Violin plot showing the distribution of number of RPA puncta per cell for eGFP-H1 and eGFP-H1ΔC transfected cells after mock or HU + AZD6738 treatment. Significance calculated using Welch’s t-test (**p<0.01, ***p<0.001). eGFP-H1, mock (n=16 independent nuclei), eGFP-H1ΔC, mock (n=12), eGFP-H1, treated (n=15), eGFP-H1ΔC, treated (n=12).

Extended Data Fig. 10. H1 interaction with forked DNA in vitro.

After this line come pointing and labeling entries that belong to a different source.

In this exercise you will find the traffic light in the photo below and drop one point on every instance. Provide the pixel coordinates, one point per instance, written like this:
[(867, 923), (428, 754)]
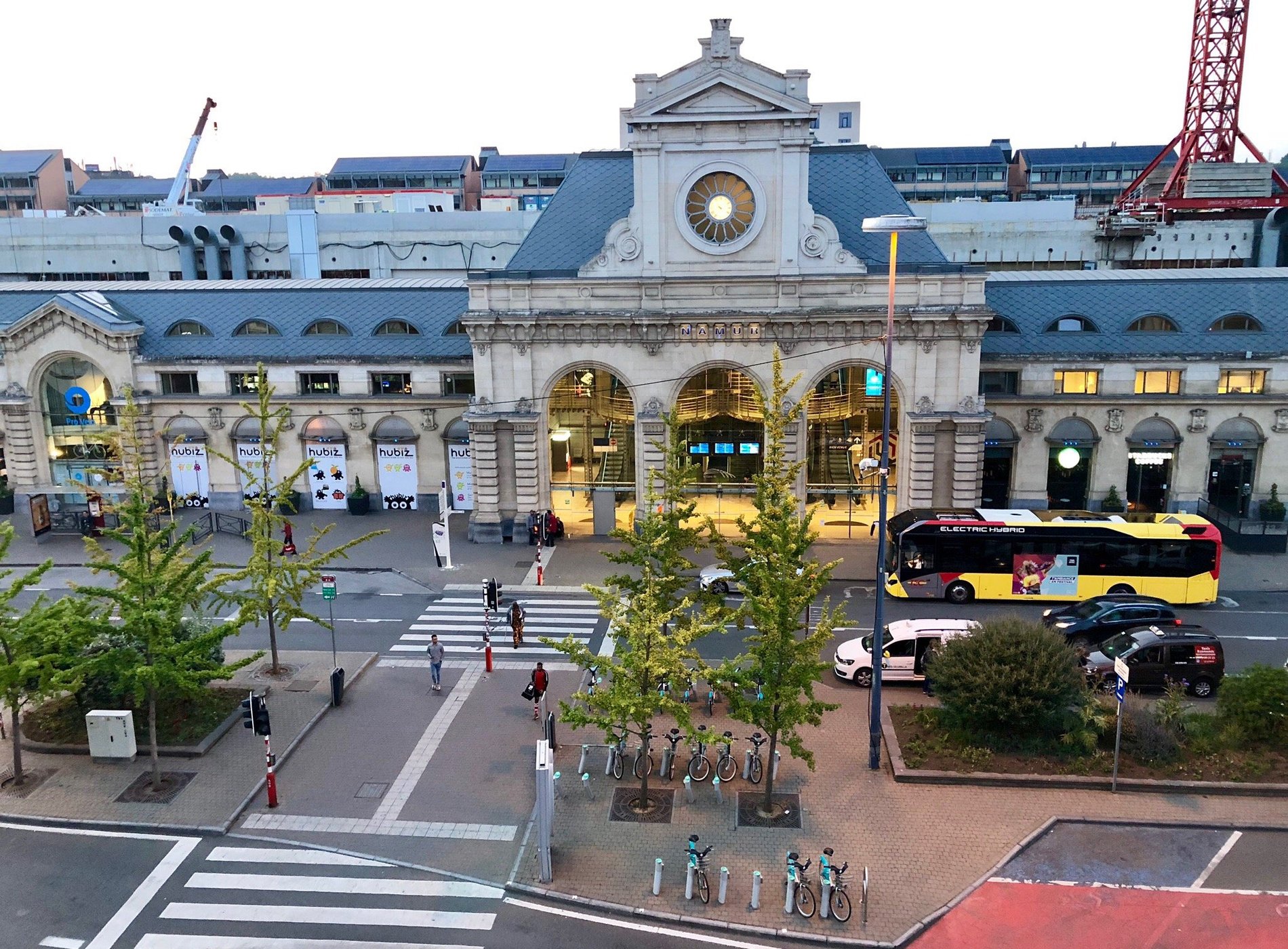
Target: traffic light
[(256, 715)]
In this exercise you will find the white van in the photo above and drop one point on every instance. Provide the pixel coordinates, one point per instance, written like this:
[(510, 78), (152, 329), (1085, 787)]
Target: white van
[(906, 644)]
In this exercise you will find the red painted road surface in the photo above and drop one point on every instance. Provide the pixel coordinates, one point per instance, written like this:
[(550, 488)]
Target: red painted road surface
[(1027, 916)]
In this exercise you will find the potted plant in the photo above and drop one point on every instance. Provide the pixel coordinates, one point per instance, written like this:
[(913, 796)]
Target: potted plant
[(360, 501), (1272, 509), (1113, 504)]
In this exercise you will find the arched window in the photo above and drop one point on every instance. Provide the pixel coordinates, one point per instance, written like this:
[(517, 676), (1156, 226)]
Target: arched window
[(257, 327), (1154, 322), (326, 327), (1236, 322), (188, 327), (397, 327), (1072, 323)]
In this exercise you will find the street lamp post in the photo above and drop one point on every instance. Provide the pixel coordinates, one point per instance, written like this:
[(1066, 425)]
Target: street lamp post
[(887, 224)]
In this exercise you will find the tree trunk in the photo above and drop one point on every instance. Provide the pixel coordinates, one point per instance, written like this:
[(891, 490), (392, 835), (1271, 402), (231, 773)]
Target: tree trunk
[(18, 778), (153, 740)]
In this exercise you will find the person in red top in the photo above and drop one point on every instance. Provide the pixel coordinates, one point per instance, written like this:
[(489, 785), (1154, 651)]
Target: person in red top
[(540, 681)]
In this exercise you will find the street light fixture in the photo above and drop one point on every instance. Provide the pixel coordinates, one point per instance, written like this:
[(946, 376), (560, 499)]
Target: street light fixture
[(891, 224)]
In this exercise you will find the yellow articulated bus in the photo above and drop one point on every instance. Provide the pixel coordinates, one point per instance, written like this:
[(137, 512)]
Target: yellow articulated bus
[(967, 554)]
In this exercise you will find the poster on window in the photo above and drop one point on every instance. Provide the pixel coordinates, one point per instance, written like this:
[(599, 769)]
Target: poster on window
[(327, 474), (462, 477), (256, 479), (190, 474), (397, 468), (1045, 575)]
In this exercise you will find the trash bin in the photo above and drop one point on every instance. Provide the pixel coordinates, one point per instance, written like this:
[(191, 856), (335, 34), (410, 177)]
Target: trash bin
[(336, 687)]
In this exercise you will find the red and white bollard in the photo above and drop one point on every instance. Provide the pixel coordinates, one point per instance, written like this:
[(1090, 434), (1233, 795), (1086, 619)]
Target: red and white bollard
[(272, 778)]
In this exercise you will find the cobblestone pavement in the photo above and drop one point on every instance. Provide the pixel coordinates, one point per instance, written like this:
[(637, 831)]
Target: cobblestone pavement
[(81, 790), (924, 845)]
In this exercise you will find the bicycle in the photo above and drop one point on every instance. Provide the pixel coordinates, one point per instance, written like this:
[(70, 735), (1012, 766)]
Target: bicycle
[(700, 765), (799, 872), (835, 876), (727, 767), (643, 756), (674, 737), (758, 767), (698, 862)]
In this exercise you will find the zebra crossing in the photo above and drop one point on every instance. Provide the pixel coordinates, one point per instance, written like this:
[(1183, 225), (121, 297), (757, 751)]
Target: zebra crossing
[(296, 897), (460, 624)]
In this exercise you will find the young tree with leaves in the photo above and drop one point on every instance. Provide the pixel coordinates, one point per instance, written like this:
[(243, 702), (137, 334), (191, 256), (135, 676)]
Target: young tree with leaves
[(270, 588), (161, 584), (655, 621), (39, 645), (772, 685)]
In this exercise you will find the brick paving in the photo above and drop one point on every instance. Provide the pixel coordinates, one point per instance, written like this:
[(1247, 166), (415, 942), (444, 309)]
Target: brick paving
[(924, 845)]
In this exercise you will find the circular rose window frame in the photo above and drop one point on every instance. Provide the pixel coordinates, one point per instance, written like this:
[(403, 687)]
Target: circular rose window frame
[(682, 217)]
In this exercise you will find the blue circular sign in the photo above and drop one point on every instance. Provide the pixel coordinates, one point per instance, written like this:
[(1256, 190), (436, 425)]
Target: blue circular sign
[(77, 399)]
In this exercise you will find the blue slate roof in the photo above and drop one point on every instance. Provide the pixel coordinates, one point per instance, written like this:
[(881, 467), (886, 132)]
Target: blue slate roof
[(227, 306), (847, 184), (439, 164), (1113, 299), (1104, 155)]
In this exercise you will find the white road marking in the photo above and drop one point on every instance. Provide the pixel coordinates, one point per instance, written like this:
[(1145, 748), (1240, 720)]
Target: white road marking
[(298, 855), (157, 940), (142, 897), (688, 935), (1217, 858), (330, 916), (373, 886)]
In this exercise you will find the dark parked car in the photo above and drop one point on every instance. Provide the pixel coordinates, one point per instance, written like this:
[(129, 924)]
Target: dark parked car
[(1157, 654), (1089, 624)]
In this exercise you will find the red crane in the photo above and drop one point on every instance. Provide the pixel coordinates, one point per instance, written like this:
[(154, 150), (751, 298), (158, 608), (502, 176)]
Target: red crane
[(1211, 124)]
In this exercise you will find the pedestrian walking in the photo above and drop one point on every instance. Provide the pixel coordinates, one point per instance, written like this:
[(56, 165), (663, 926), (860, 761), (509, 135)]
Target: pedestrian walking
[(436, 661), (540, 681)]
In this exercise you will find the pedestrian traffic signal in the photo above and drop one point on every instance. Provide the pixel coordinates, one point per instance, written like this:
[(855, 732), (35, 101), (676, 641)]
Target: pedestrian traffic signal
[(256, 715)]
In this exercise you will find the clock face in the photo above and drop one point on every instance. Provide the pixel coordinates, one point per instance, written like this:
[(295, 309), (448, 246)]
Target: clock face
[(721, 207)]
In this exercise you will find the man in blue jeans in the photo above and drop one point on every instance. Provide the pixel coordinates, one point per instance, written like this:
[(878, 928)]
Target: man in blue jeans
[(436, 661)]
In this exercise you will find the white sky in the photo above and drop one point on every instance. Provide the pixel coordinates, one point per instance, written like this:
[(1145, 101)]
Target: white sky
[(302, 84)]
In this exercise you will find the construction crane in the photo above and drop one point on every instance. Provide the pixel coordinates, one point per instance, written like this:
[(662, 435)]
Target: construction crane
[(1211, 128), (176, 203)]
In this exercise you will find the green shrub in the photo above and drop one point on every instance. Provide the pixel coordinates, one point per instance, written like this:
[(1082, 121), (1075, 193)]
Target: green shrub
[(1009, 680), (1256, 702)]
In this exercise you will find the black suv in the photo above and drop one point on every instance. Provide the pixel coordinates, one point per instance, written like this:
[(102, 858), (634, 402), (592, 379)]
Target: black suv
[(1157, 654), (1089, 624)]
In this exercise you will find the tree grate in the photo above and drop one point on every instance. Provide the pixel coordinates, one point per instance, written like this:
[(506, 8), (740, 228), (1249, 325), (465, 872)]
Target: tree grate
[(661, 799), (748, 817)]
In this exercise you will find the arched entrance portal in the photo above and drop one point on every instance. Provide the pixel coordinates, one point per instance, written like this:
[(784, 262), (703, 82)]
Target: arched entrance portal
[(592, 449), (844, 416)]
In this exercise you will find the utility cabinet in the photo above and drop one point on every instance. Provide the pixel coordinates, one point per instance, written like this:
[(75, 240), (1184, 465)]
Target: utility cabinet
[(111, 735)]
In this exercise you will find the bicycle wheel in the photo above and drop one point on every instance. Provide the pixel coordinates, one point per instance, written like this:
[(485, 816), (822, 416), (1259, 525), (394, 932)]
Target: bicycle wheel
[(727, 768), (841, 906), (700, 768), (805, 900)]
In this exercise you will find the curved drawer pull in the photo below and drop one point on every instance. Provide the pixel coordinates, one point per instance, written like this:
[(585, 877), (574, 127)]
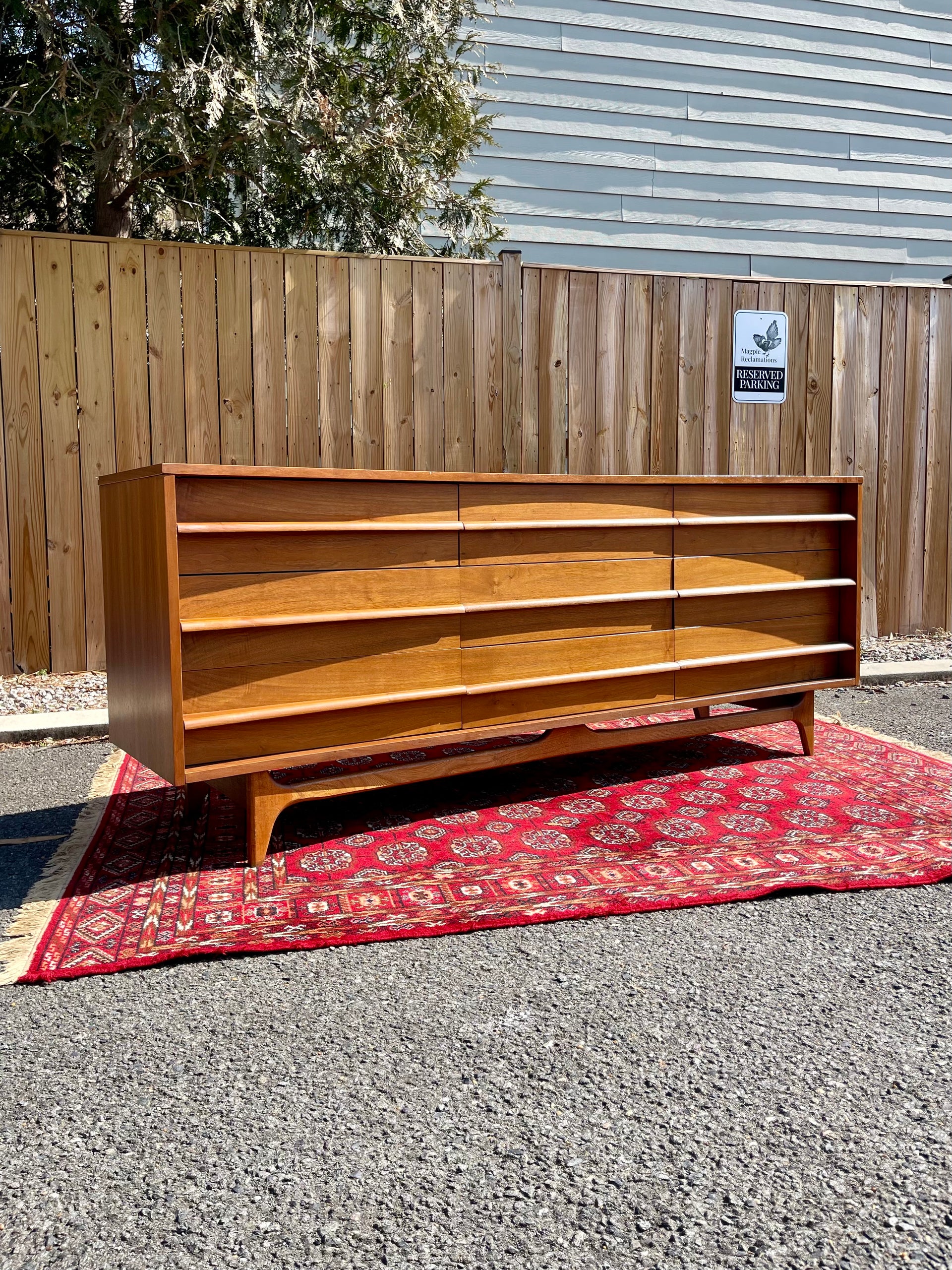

a, Schematic of a tethered DNA substrate containing a fork junction near one end of the tether. b, Two representative kymographs showing Cy3-H1 coalescing with relaxed ssDNA towards the fork junction near the bead. A schematic of the H1 binding configuration is shown on the left. Imaging was performed with green laser on. c, A representative kymograph showing AlexaFluor488-RPA binding to ssDNA regions formed by unpeeling from tethered ends and stochastically occurring internal nicks or by melting of dsDNA as the inter-bead distance was increased. Imaging was performed with blue laser on. d, A representative kymograph obtained with Cy3-H1 and AlexaFluor488-RPA showing that H1:ssDNA condensate (white arrow) prevents further force-induced ssDNA unpeeling at the fork junction, which would result in an expansion of RPA-bound ssDNA near the fork region. Imaging was performed with both green and blue lasers on.